Long said Montana was trying to keep a big-game wolf hunt on the table even if the federal court re-lists the wolf. He said the hope is to use private hunters instead of state and federal livestock agents to control wolf numbers.

That drew fire from Jerry Black, who said that was essentially trying to circumvent the Endangered Species Act.

"If they (wolves) are re-listed, they're re-listed for a reason," Black said. "They (FWP) can't go around looking for loopholes."

The case is due back in court for more debate next week in Missoula. In the meantime, FWP commissioners have drawn up a more aggressive plan for this year's hunt. Last year, they set a quota of 75 wolves for the big-game season.

"Do not confuse what we did last year with population management," FWP wildlife manager Mike Thompson told the audience. That hunt was more to see if hunters could successfully kill wolves, and how the animals would react. With that experience in hand, this year's quota and hunting districts are set up to make a significant dent in the wolf population.


The FWP Commission is considering three quota levels of 216, 186 or 153 wolves for the 2010 season. Instead of three hunting districts, there would be 14. The 10,000-square-mile Region 2 area around Missoula would have three districts.

Thompson said the districts were designed to confront wolves in the places where they've had the most impact on deer and elk herds.
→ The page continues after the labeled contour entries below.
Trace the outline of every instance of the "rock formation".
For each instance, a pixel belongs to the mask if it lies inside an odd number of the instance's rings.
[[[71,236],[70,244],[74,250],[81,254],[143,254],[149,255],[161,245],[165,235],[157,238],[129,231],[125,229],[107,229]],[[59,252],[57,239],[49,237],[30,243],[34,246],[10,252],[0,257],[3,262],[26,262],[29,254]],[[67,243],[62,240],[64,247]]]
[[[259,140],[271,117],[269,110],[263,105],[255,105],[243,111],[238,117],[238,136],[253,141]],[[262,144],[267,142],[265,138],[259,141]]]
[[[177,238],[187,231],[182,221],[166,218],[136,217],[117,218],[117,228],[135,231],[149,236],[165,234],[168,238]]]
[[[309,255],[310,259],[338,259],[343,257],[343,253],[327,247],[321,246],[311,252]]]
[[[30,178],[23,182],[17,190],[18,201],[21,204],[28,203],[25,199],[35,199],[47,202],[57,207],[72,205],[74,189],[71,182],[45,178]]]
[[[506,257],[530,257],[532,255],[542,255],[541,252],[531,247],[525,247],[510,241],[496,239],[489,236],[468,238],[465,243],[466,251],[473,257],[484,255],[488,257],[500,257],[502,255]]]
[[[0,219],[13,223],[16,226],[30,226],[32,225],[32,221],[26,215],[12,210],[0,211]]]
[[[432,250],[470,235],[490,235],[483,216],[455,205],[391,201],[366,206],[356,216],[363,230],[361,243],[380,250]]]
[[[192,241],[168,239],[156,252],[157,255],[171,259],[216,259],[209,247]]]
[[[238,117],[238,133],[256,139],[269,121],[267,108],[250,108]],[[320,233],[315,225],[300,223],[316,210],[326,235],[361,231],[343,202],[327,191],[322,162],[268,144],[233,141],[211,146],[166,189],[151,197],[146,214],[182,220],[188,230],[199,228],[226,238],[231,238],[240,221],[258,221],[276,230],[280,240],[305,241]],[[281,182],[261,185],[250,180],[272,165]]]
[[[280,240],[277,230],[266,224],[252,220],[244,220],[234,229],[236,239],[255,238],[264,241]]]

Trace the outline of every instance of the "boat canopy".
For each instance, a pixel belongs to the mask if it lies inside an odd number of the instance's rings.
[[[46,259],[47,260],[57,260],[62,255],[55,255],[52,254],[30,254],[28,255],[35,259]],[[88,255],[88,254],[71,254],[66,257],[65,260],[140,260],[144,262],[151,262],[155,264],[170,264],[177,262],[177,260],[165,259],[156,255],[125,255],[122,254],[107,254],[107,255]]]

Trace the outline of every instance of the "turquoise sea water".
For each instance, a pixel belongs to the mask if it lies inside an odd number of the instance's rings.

The most important covered the Lower Clark Fork River basin around Superior, where elk numbers have shown serious declines. Hunters would be able to take 15 to 22 wolves there, depending on which statewide quota level is chosen.

The Blackfoot watershed northeast of Missoula has seen less wolf damage, and would have a quota between 10 and 15 to kill. A much larger district covering the Bitterroot Valley and Upper Clark Fork drainage would have between 21 and 26 wolves in its quota.

All of those targets are based on a goal of keeping at least 448 wolves and 24 breeding pairs in Montana by the end of the year, Thompson said. That figure also included new wolf pups coming into the population and wolves killed for livestock conflict or other causes as well as hunting.

The state wants to keep at least 15 breeding pairs in order to maintain management authority, Thompson said. The federal rules require at least 10 breeding pairs in the state, or the wolf would certainly go back on the Endangered Species List.

"We'll have a lot more confidence in our management plan after this season," Thompson said. "That's another reason not to get super-aggressive just yet."